Passaggio in ordinaria: rilevazione delle rimanenze

Al momento di un eventuale passaggio al regime di contabilità ordinaria, il contribuente è tenuto a redigere un apposito prospetto iniziale delle attività e passività esistenti all’inizio dell’anno in cui avviene detto passaggio.

Particolare è il trattamento delle rimanenze iniziali: queste infatti non possono essere del tutto rilevanti, posto che il contribuente proviene da un regime di cassa.

Pertanto, i beni in giacenza che sono già stati pagati, evidentemente, non possono rilevare sotto il profilo fiscale quali rimanenze iniziali deducibili nell’anno in cui il contribuente passa in contabilità ordinaria; in caso contrario il costo imputabile a detti beni verrebbe dedotto due volte (infatti, al 31.12 dell’anno precedente, al passaggio di regime, non viene rilevata, quindi neppure tassata, alcuna rimanenza).

Nella circolare 11/E/2017 l’Agenzia opportunamente si sofferma sul punto, distinguendo le rimanenze in base al fatto che vi sia o meno stata manifestazione finanziaria, limitando la rilevanza fiscale alle sole rimanenze non pagate: “qualora con riferimento alle merci in rimanenza non sia stato effettuato il relativo pagamento, le stesse rileveranno come esistenze iniziali e si applicheranno le ordinarie regole di competenza previste dal testo unico.”

Pertanto, se il contribuente fosse transitato in contabilità ordinaria al 01.01.2018 e a tale data le rimanenze fossero 100, di cui pagate 80 nel 2017, la conseguenza è che queste giacenze sarebbero fiscalmente rilevanti per 20.

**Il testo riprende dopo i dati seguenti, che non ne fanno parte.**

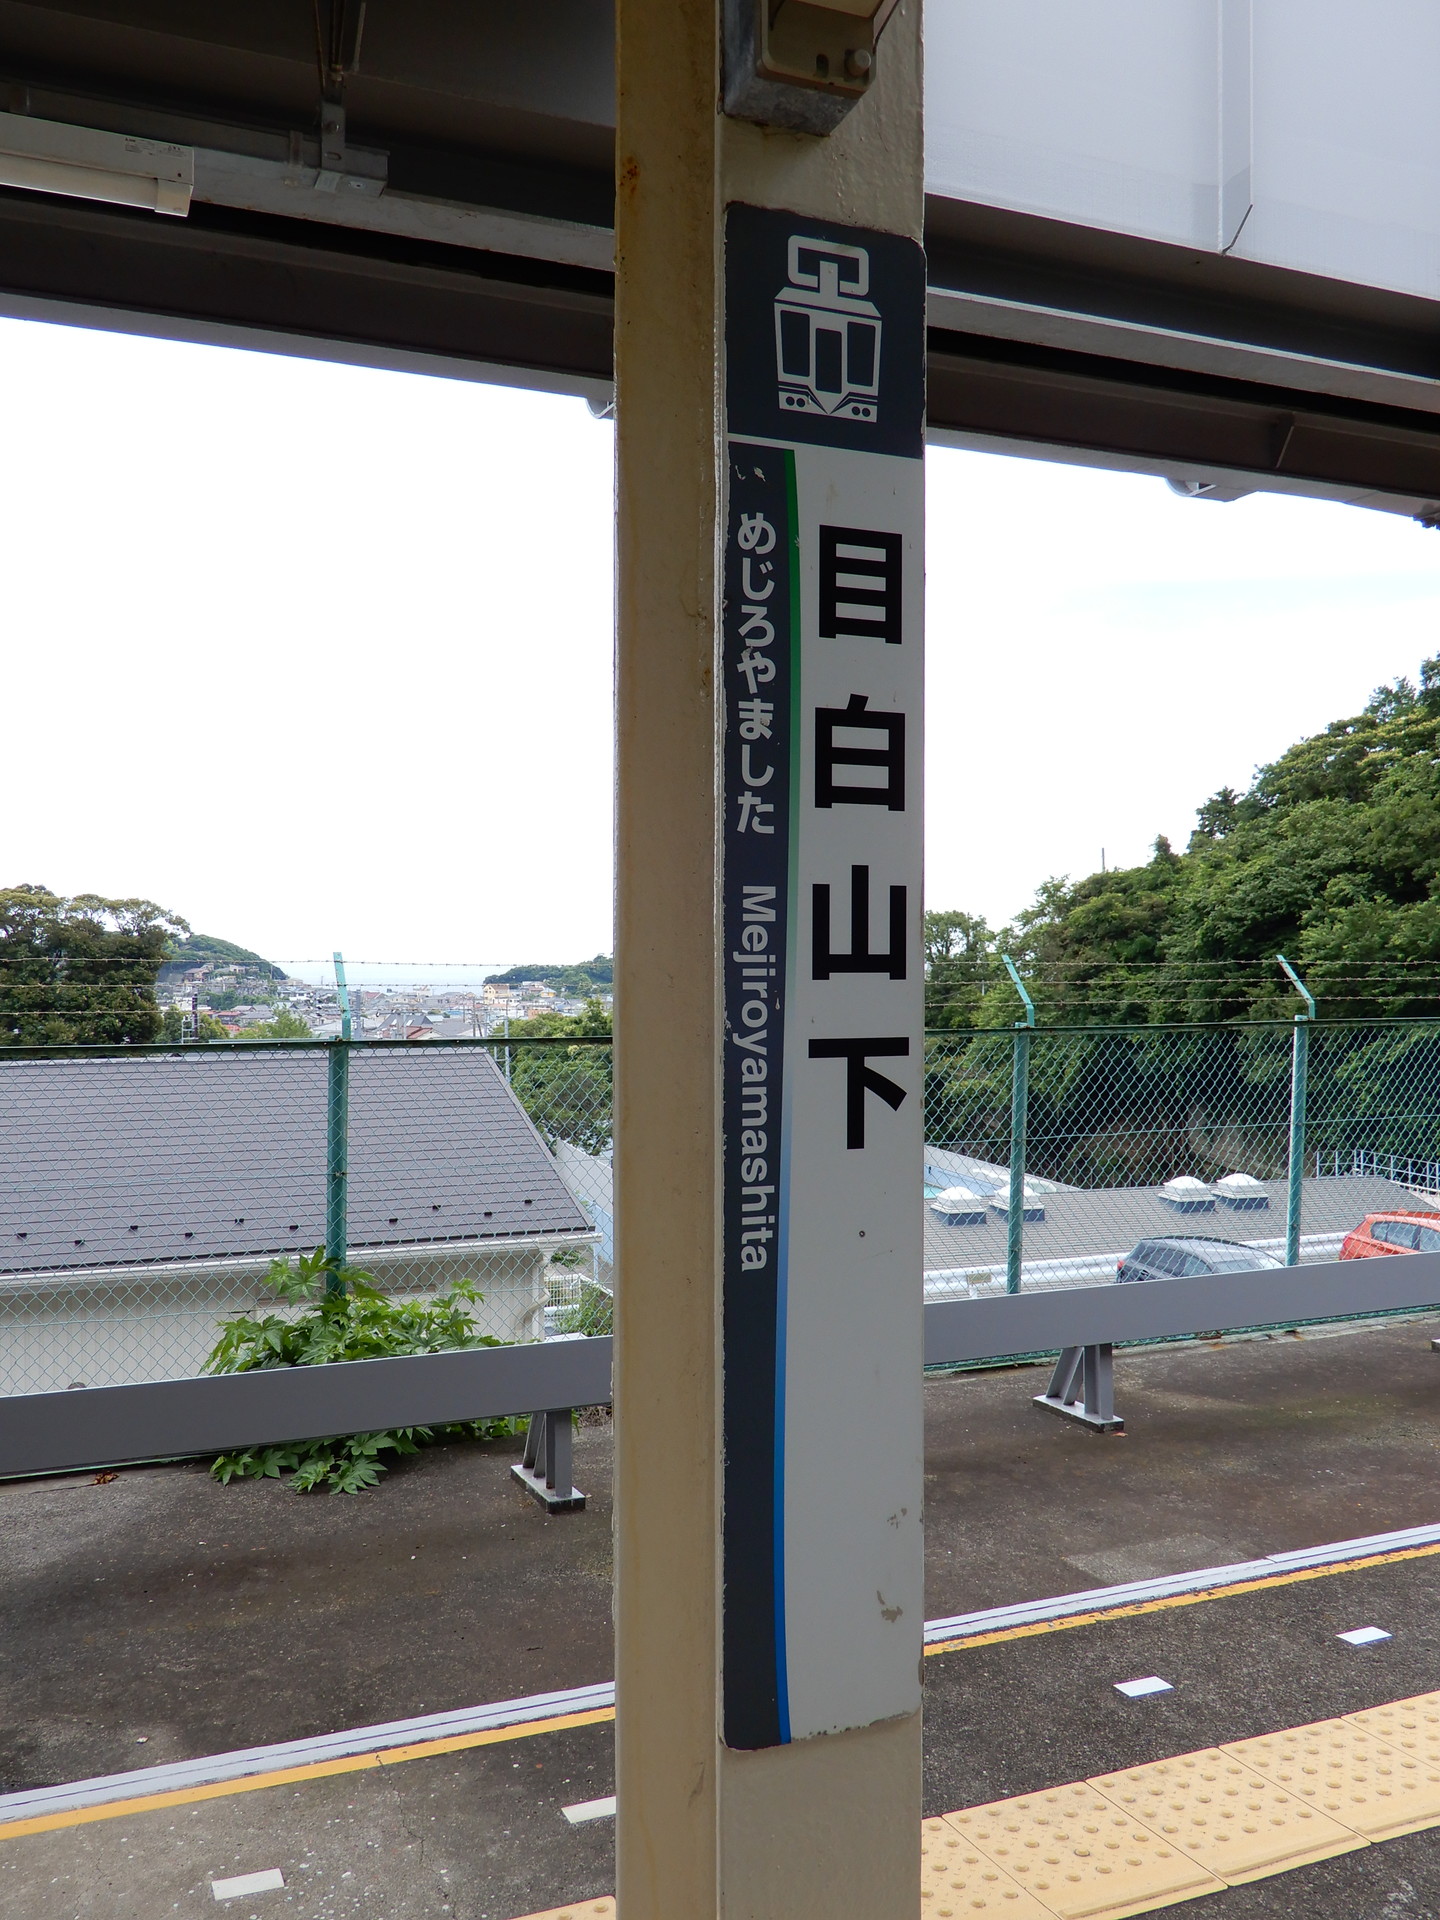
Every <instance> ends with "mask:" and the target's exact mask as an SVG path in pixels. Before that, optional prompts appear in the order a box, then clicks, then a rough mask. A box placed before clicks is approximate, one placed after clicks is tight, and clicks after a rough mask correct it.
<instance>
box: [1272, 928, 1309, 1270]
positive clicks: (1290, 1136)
mask: <svg viewBox="0 0 1440 1920" xmlns="http://www.w3.org/2000/svg"><path fill="white" fill-rule="evenodd" d="M1275 958H1277V960H1279V962H1281V966H1283V968H1284V972H1286V973H1288V977H1290V985H1292V987H1294V991H1296V993H1298V995H1300V996H1302V998H1304V1002H1306V1012H1304V1014H1296V1016H1294V1050H1292V1054H1290V1190H1288V1194H1286V1202H1284V1263H1286V1267H1298V1265H1300V1200H1302V1194H1304V1179H1306V1092H1308V1081H1309V1023H1311V1020H1313V1018H1315V996H1313V995H1311V991H1309V987H1306V983H1304V981H1302V979H1300V975H1298V973H1296V970H1294V968H1292V966H1290V962H1288V960H1286V958H1284V954H1277V956H1275Z"/></svg>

Il tema cruciale è l’impatto delle rimanenze finali.

Si ipotizzi il caso (evidentemente limite) per cui il contribuente nel 2018 non acquisti né ceda alcun bene: conseguentemente, alla fine dell’anno, le rimanenze sarebbero i medesimi 100 beni.

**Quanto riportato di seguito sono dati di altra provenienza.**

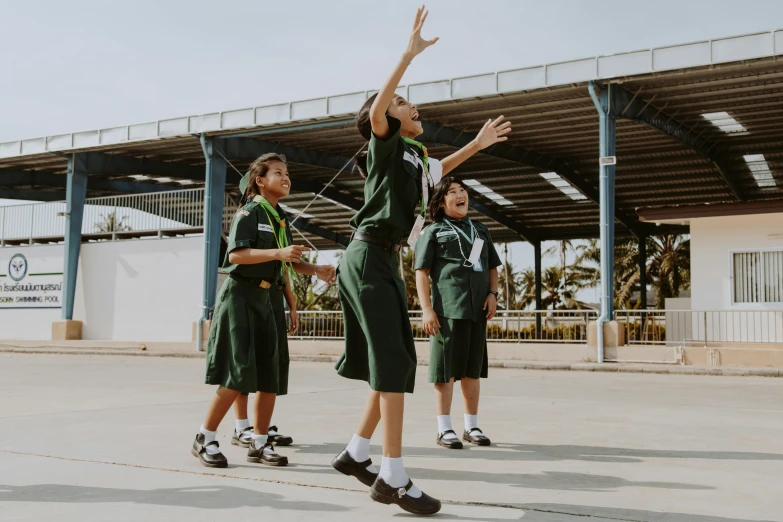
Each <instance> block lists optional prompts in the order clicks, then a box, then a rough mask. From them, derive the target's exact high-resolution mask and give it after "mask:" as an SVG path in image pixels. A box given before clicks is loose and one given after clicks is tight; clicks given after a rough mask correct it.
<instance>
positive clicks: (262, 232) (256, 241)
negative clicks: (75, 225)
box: [256, 230, 277, 250]
mask: <svg viewBox="0 0 783 522" xmlns="http://www.w3.org/2000/svg"><path fill="white" fill-rule="evenodd" d="M256 245H257V246H256V248H259V249H261V250H272V249H275V248H277V241H276V240H275V235H274V234H273V233H272V232H267V231H266V230H259V231H258V235H257V236H256Z"/></svg>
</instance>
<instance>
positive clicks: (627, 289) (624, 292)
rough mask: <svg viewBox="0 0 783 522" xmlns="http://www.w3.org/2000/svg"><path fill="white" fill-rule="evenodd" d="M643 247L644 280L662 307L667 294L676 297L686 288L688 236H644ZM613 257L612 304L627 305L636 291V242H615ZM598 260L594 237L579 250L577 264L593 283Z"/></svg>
mask: <svg viewBox="0 0 783 522" xmlns="http://www.w3.org/2000/svg"><path fill="white" fill-rule="evenodd" d="M646 247H647V267H646V268H647V276H648V278H647V281H648V284H649V285H650V286H651V287H652V288H654V289H655V291H656V307H657V308H663V306H664V303H665V299H666V298H667V297H677V296H678V295H679V294H680V292H681V291H682V290H687V289H688V288H690V239H688V238H687V237H686V236H682V235H665V236H648V237H647V239H646ZM614 257H615V262H614V302H615V307H617V308H627V307H628V306H629V305H630V303H631V296H632V294H633V292H635V291H637V290H640V288H639V282H640V280H641V271H640V269H639V245H638V243H637V242H636V241H635V240H633V239H632V240H621V241H618V242H616V243H615V249H614ZM600 259H601V250H600V247H599V244H598V240H596V239H592V240H590V242H589V243H588V244H587V245H585V246H584V247H581V248H580V249H579V261H580V263H579V264H580V265H582V266H583V270H584V275H585V276H586V277H587V278H588V279H589V280H590V281H591V283H592V285H593V286H594V285H597V284H598V283H599V280H600V271H599V269H598V266H600ZM590 264H592V265H593V266H589V265H590ZM636 306H637V307H646V303H641V302H639V303H637V305H636Z"/></svg>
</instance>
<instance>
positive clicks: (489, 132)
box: [476, 116, 511, 150]
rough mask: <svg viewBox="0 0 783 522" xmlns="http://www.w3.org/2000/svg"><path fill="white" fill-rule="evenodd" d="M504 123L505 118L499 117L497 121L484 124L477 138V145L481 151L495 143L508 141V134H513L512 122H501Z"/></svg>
mask: <svg viewBox="0 0 783 522" xmlns="http://www.w3.org/2000/svg"><path fill="white" fill-rule="evenodd" d="M502 121H503V116H499V117H498V118H497V119H496V120H495V121H492V120H491V119H489V120H487V123H485V124H484V127H482V128H481V130H480V131H479V133H478V136H476V145H478V148H479V150H484V149H486V148H487V147H489V146H491V145H494V144H495V143H499V142H501V141H506V140H507V139H508V136H506V134H508V133H509V132H511V122H510V121H507V122H505V123H503V124H501V123H500V122H502Z"/></svg>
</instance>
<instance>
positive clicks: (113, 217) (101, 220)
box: [95, 211, 131, 232]
mask: <svg viewBox="0 0 783 522" xmlns="http://www.w3.org/2000/svg"><path fill="white" fill-rule="evenodd" d="M126 219H128V216H123V217H121V218H118V217H117V212H116V211H113V212H109V213H108V214H106V215H105V216H104V215H103V214H101V220H100V221H97V222H96V223H95V228H96V229H98V232H127V231H129V230H131V227H130V226H128V225H126V224H125V220H126Z"/></svg>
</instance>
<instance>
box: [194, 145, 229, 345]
mask: <svg viewBox="0 0 783 522" xmlns="http://www.w3.org/2000/svg"><path fill="white" fill-rule="evenodd" d="M201 146H202V148H203V149H204V157H205V158H206V161H207V165H206V187H205V190H204V267H203V268H204V275H203V280H202V291H203V294H202V303H201V306H202V313H201V319H200V322H202V321H207V320H209V319H210V318H211V317H212V308H213V307H214V306H215V298H216V296H217V271H218V265H219V262H220V233H221V231H222V229H223V201H224V199H225V198H224V195H225V192H226V161H225V160H224V159H223V158H222V157H221V156H220V154H218V152H220V153H223V151H222V150H221V149H222V146H223V144H222V142H221V141H220V140H217V139H214V138H205V137H204V136H203V135H202V136H201ZM196 331H197V333H200V332H201V327H200V325H199V327H198V328H197V330H196ZM196 349H197V350H201V344H200V343H199V344H198V345H197V346H196Z"/></svg>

Occorre chiedersi quale sia il valore fiscale da attribuire a dette rimanenze finali: 20 (il valore fiscale che queste avevano al 01.01.2018) ovvero 100 (il valore dell’effettiva giacenza finale).

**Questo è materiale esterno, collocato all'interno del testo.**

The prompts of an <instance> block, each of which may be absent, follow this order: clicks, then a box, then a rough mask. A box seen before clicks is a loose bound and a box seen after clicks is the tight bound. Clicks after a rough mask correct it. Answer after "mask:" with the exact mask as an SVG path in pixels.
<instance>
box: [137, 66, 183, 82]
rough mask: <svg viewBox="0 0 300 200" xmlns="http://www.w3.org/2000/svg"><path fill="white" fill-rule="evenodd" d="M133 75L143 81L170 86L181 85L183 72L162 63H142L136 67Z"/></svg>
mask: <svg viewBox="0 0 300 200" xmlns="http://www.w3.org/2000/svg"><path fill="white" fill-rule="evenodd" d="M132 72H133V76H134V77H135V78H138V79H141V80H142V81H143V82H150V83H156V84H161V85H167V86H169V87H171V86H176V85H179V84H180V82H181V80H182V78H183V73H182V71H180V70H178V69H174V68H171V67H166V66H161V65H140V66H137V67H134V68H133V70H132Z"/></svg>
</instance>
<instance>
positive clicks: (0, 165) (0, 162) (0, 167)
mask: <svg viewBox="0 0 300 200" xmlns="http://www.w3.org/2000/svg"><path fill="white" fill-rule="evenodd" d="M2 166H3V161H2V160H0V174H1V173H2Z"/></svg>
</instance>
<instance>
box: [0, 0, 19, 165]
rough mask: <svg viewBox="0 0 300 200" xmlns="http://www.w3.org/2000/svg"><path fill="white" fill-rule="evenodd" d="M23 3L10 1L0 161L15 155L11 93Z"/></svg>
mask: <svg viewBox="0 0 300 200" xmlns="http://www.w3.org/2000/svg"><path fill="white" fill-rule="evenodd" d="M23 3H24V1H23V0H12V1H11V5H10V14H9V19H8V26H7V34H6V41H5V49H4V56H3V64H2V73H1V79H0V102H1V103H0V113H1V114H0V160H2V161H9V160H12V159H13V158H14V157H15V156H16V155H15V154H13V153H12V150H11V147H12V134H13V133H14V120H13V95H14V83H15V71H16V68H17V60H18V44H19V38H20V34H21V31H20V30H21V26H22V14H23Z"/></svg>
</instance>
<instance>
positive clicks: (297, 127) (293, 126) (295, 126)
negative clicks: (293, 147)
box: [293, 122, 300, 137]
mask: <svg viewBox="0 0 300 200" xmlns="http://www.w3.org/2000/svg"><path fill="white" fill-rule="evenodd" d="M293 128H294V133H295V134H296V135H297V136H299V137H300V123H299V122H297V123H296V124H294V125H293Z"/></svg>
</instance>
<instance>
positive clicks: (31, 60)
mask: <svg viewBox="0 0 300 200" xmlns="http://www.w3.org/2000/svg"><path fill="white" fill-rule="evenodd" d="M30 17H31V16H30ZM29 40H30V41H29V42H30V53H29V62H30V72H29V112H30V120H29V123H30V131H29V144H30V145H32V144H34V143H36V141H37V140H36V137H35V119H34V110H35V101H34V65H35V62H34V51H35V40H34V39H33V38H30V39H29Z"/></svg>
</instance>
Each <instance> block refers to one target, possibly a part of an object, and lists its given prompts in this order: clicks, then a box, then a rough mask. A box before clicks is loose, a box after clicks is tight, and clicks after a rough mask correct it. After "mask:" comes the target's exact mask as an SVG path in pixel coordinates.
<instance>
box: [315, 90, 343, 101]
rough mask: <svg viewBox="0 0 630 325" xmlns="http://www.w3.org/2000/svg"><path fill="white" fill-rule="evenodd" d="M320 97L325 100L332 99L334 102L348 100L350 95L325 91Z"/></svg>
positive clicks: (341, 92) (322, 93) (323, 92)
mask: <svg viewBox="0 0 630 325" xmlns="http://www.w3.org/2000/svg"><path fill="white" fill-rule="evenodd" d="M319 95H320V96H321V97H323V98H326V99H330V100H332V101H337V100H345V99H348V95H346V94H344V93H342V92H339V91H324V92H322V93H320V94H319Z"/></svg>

Su questo punto si è espressa l’Agenzia affermando quanto segue: “Si evidenzia che le medesime rimanenze non assumeranno rilievo fiscale neppure alla fine del 2018. In pratica, si avrà un “disallineamento” di valori (civili e fiscali) che perdurerà fintantoché le rimanenze al 31 dicembre 2017 sono presenti nel magazzino dell’impresa.”

Quindi, nel caso proposto, le rimanenze finali rileverebbero fiscalmente per 20, senza quindi evidenziare alcun reddito (non vi è variazione delle rimanenze).

Il chiarimento è certamente utile, ma val la pena di rimarcare che tale disallineamento (80, nell’esempio) non è perpetuo, ma viene riassorbito in ragione della fuoriuscita dei beni dal magazzino.

Tornando all’esempio precedente, ipotizzando che i 100 € di beni in giacenza al 31.12.17 siano ceduti nel 2018 ad un prezzo di 100 €, e, nel 2018, siano acquistati 100 € di beni che rimangono in giacenza a fine anno (quindi, di fatto, senza che vi sia alcun effettivo guadagno da parte dell’impresa), si avrebbe l’emersione del reddito “latente” di 80 €: 100 € ricavi – 100 € costi + € 80 (ossia 100-20) di incremento delle rimanenze.

Quindi, di fatto, il chiarimento dell’Agenzia “limita i danni” fintanto che dette rimanenze non siano cedute.

L’emersione del reddito nell’ambio della contabilità ordinaria è collegata alla deduzione delle rimanenze iniziali che vi è stata al momento del passaggio in contabilità semplificata per cassa: allora si è ottenuto un bonus di deduzione (sono state dedotte le rimanenze inziali, senza rilevare rimanenze finali), mentre oggi si deve sostenere un aggravio di tassazione.

Il problema, noto a tutti, è che deduzione 2017 potrebbe essere risultata inefficace (potrebbe essersi infatti tramutata in una perdita non riportabile), mentre il reddito che si manifesta nel 2018 è concreto e tangibile.

Senza dimenticare che stiamo parlando di soggetti Irpef con redditi tassati a scaglioni, quindi è possibile (se non probabile) che il reddito 2018 debba scontare misure di prelievo ben superiori rispetto alle imposte risparmiate nel 2017 grazie dalla deduzione delle rimanenze.

In definitiva, il delicato nodo delle rimanenze dei semplificati non è affatto risolto.